When does a project need recovery? If you wait for a threshold like TSPI’s 1.10 to be breached, it’s too late. If indicators are noodling along, not too great, not too horrible, it might be too early. Raising the alarm would hurt your credibility.

To decide, you need more information. More than that, you need the right information.

Earned Schedule fills in the gap.

How so?

 WindowOfOpportunity_Pro_and_Con_Improv_Prof.png

Let’s answer the question through an example.

Say that at the half-way point on a 12 month project, the Schedule Performance Index for time looks like this:

 Recovery_SPIt_and_Imp_Profile_graph_w_data_table_220428.png

Sure, the project got off to a slow start, but it improved significantly, and the SPIt is still climbing!

How does the Estimate at Complete for time look?

Recovery_OppPcc_EACt_from_ISO_TSPI_case_220228.png

Given that the Planned Duration is 10 months, the estimates are not too bad, but they’re not great, either. The bounds are converging, but the nominal seems to be stuck at slightly more than the plan.

Maybe, the project is not in big trouble, and there’s no justification for initiating recovery.

What does the To Complete Schedule Performance Index tell us?

Recovery_OppPcc_TSPI_from_ISO_TSPI_case_220228.png

The late start and nil SPIt throw off the first measurement. The other measurements seem to be hovering below the 1.10 threshold. Again, there’s no clear signal to start recovery.

So, what do you do?

Don’t ignore the situation and hope for the best. Don’t flip a coin. Get more information.

Another measurement from Earned Schedule helps:  the window of opportunity.

Recovery_WindowOfOpportunity_w_PrRcv_chart.png

Based on current performance, the window of opportunity for recovery is .132.

To put that into perspective, if all the remaining time were available, the window would be 1.000. If no remaining time were available, it would be 0.000. So, it’s possible, but the window looks small.

You might think, “Wait, the project is only 60% complete. Surely, recovery is possible with a full four months to go!”

Dream on.

Walt Lipke’s research has shown that once the TSPI hits 1.10, recovery is very unlikely. The math behind the window of opportunity is tied directly to that break point. The window measures the time available before the threshold is breached.

So, it’s not four months of runway. It’s less than 15% of the remaining timeline, or about 17 days. Not four months; instead, about one month. At the current level of performance, the project will be unrecoverable in a month.

The percentage is informative, but a picture is better.

WindowOfOpportunity_Pro_and_Con_WoOp_pcc_to_days_220825.png

With just a month to recover, it would be prudent to take action now.
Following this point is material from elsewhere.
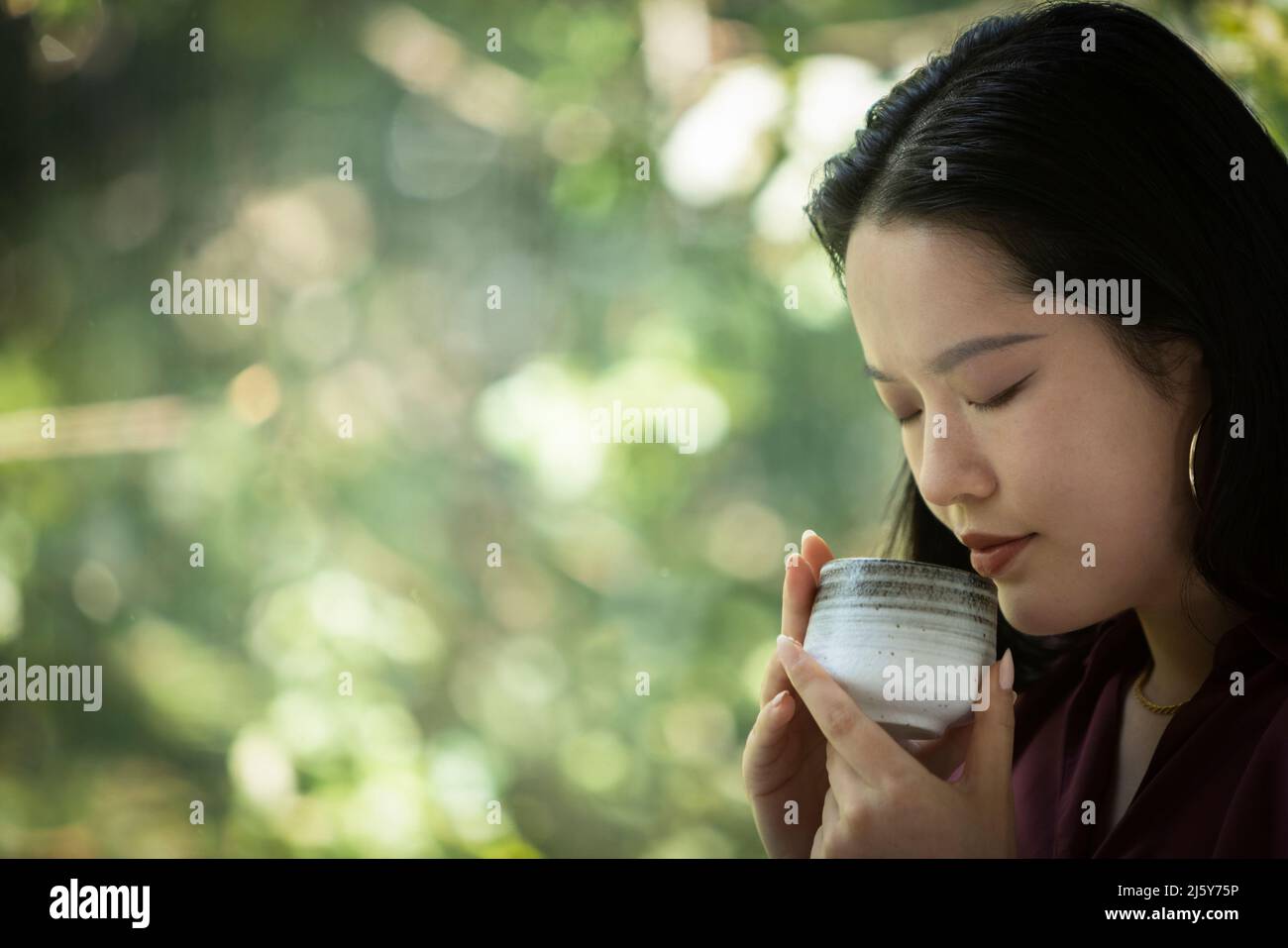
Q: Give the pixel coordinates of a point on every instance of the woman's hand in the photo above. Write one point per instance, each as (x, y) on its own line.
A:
(784, 764)
(887, 801)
But, it’s possible that you might still hold off the decision. Recovery is a dramatic step, and a window remains open.

Fortunately, there’s other information that helps us decide: the Improvement Profile, for one. (See the dotted line and four rightmost columns in the table). The Profile identifies the efficiencies required in each period of the Window.

Look at the required efficiencies and see if the project achieved similar efficiencies in the past. Also, you can check whether or not the required rate of change is similar to the rate achieved earlier in the project.

The answers tell you whether recovery is realistic for your project. If so, there is good reason to start down the road to recovery.

 Recovery_SPIt_and_Imp_Profile_graph_w_data_table_220428.png

In the graph, the previous efficiencies are followed by the recovery efficiencies.

The recovery efficiencies are striking. Almost all of them exceed the maximum efficiency attained thus far.

Furthermore, after a sharp initial increase, previous efficiency leveled off--well below the needed level.

That’s more reason to start recovery.

And, yet, it might be argued that the desired recovery rate appears to be lower than the rate achieved through the first three periods. That’s based on the slope of the first increase versus that of the second.

It might be that the project is capable of attaining a rate as high as the one required.

That’s a thin thread, but it’s a reason to hold the decision in abeyance.

That is, until next month. Then, a final recovery metric will conclude the story.

 

Similar to other recovery metrics, the Improvement Profile has Pros and Cons. Here they are:

Pro:

- Quantitative metrics resist cognitive bias and strategic misrepresentation.

- The improvement profile is mathematically based on TSPI, inheriting its theoretical and empirical support.

- The improvement profile can be assessed against previous performance.

Con:

- The comparison with previous performance is intuitive. Subjectivity creeps back into the metric.